Note: | This example uses data from an Atom feed from the USGS on recent earthquakes. |
The EMML and RAQL code for this single mashup is shown here:
<mashup xmlns:xsi='http://www.w3.org/2001/XMLSchema-instance'
xsi:schemaLocation='http://www.openmashup.org/schemas/v1.0/EMML/../schemas/EMMLPrestoSpec.xsd'
xmlns='http://www.openmashup.org/schemas/v1.0/EMML'
xmlns:macro='http://www.openmashup.org/schemas/v1.0/EMMLMacro'
xmlns:presto='http://www.jackbe.com/v1.0/EMMLPrestoExtensions'
name='tryLoadCatch'>
<output name='result' type='document' />
<variable name="quakesDS" stream="true" type="document"/>
<try>
<loadfrom cache="quakeLastWeek" variable="quakesDS"/>
<raql outputvariable="result">
select title, date, lat, long from quakesDS
</raql>
<display message="dataset found"/>
<catch type='EMMLException e'>
<variable name="quakeSrc" type="document"/>
<variable name="quakeStore" stream="true" type="document"/>
<directinvoke
endpoint='http://earthquake.usgs.gov/earthquakes/feed/atom/4.5/week'
method='GET' stream='true' outputvariable='quakeSrc'/>
<raql outputvariable="quakeStore" stream="true">
link.href as link,
split_part(point,' ','1') as lat,
split_part(point,' ','2') as long,
concat(category.term,' magnitude') as mag from quakeSrc/feed/entry
</raql>
<storeto cache="quakeLastWeek" key="#unique" variable="quakeStore"/>
<display message="key stored"/>
<loadfrom cache="quakeLastWeek" variable="quakesDS"/>
<raql outputvariable="result">
select title, date, lat, long from quakesDS
</raql>
</catch>
</try>
</mashup>
The <try> loop tries to retrieve the dataset stream from an existing In-Memory Store. If the store already exists, it executes a simple RAQL query.

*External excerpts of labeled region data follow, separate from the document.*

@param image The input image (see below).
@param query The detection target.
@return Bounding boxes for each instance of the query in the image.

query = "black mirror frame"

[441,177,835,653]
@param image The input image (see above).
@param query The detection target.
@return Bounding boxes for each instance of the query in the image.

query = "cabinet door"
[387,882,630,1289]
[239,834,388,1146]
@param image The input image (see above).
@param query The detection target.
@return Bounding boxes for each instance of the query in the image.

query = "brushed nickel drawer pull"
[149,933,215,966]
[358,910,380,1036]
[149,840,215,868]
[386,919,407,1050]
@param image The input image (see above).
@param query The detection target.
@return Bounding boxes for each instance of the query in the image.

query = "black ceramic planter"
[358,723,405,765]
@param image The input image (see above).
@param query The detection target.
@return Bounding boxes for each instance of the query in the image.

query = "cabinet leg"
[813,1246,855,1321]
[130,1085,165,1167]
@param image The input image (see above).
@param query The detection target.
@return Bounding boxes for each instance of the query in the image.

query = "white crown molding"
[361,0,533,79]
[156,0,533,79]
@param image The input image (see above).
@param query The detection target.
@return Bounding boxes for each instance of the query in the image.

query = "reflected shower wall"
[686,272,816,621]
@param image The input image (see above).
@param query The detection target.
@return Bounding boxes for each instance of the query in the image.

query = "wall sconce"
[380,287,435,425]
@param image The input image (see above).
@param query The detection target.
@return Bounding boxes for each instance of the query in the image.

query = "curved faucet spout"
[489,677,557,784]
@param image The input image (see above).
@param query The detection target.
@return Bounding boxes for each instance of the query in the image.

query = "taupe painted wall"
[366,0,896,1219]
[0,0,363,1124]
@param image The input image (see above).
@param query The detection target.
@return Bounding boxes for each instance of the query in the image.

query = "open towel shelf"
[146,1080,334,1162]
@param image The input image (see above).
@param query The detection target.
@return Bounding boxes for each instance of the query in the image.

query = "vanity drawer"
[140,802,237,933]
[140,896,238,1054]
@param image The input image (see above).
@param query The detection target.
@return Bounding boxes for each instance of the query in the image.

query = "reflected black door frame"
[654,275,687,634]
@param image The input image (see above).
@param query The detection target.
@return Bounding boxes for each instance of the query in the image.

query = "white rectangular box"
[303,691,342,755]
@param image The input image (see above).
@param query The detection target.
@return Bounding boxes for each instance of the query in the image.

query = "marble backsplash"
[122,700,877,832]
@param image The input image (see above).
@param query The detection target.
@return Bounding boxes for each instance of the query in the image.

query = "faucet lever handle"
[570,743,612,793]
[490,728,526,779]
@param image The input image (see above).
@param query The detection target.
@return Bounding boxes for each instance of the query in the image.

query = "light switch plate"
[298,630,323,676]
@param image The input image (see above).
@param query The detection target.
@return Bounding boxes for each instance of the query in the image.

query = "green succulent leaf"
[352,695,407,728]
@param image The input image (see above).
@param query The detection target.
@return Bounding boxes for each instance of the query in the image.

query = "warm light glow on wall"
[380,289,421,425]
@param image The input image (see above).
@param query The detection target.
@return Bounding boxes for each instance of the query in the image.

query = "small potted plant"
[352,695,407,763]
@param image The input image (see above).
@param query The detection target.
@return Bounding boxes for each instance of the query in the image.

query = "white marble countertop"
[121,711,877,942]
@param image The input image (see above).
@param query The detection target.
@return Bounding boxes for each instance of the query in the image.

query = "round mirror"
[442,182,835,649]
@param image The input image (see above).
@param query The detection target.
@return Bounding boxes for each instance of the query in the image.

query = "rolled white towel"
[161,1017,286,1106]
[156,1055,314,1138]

The <catch> portion of the loop will catch the exception thrown if the store is not found in the <try> loop. It then invokes the REST mashable, queries the results and loads the dataset to the store.
If you run this mashup in the Mashup Editor, look at the Console section to see the messages output from the <display statements in the <try> and <catch> loops. The first time you run the mashup you should see the <catch> message. Run it again and you should see the message from <try>.